Photolysis of Water: Why Oxygen Is Released
PS II is directly responsible for the splitting of water, known as photolysis. When water molecules are split using light energy, the reaction produces:
- Electrons (which replace the ones lost from the PS II reaction centre)
- Protons (H⁺ ions)
- Oxygen (released as a byproduct into the atmosphere)
This is the source of all the oxygen released during photosynthesis. Every breath of oxygen you take is a product of photolysis. For NEET, remember that water splitting is associated with PS II, not PS I.
ATP and NADPH: The Energy Products
The light reaction’s ultimate output is chemical energy stored in two molecules:
ATP is produced through a process called photophosphorylation, the addition of a phosphate group to ADP, powered by the proton gradient generated during electron transport.
NADPH is produced when NADP⁺ accepts electrons and protons at the end of the electron transport chain in PS I. This molecule carries reducing power into the Calvin cycle (dark reaction) where CO₂ is fixed.
Both ATP and NADPH are essential inputs for the dark reaction (Calvin cycle). Without the light reaction supplying these, carbon fixation cannot proceed.
FAQs
Q1. What is the difference between PS I and PS II in photosynthesis?
PS I and PS II differ in their reaction centres. PS II has the reaction centre P680, which absorbs light maximally at 680 nm. PS I has the reaction centre P700, absorbing maximally at 700 nm. Functionally, PS II is involved in water splitting and oxygen release, while PS I is primarily responsible for producing NADPH.

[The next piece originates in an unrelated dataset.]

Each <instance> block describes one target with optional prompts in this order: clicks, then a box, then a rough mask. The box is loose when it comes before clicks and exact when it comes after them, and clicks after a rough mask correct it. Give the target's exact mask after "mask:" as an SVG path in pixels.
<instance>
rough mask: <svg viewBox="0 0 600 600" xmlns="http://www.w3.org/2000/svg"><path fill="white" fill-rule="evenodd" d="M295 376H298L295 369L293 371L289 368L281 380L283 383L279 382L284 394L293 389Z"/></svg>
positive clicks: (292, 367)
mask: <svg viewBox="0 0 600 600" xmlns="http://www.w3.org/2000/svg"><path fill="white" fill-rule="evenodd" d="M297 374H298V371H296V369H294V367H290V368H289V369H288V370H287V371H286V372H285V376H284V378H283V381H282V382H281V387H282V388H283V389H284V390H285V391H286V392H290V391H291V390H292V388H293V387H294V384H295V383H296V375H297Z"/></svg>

Q2. Where exactly does the light reaction take place in the chloroplast?
The light reaction takes place in the membrane system of the chloroplast, specifically in the thylakoid membranes found in the grana and stroma lamellae. The dark reaction (Calvin cycle), in contrast, takes place in the stroma of the chloroplast.
Q3. What are the four main events of the light reaction in photosynthesis?
The four events are: absorption of light by photosynthetic pigments, splitting of water (photolysis), release of oxygen as a byproduct, and synthesis of ATP and NADPH. These four processes must be memorised in order, as NEET questions often ask which event happens first or which photosystem is responsible for a particular step.
Q4. What is the role of the Light Harvesting Complex (LHC) in a photosystem?
The LHC contains hundreds of pigment molecules (including chlorophyll a, chlorophyll b, and carotenoids) bound to proteins. These pigments capture photons and transfer the energy to the reaction centre through resonance energy transfer. The LHC does not directly drive photochemistry, it acts as an antenna system that maximises light capture and delivers concentrated energy to the reaction centre.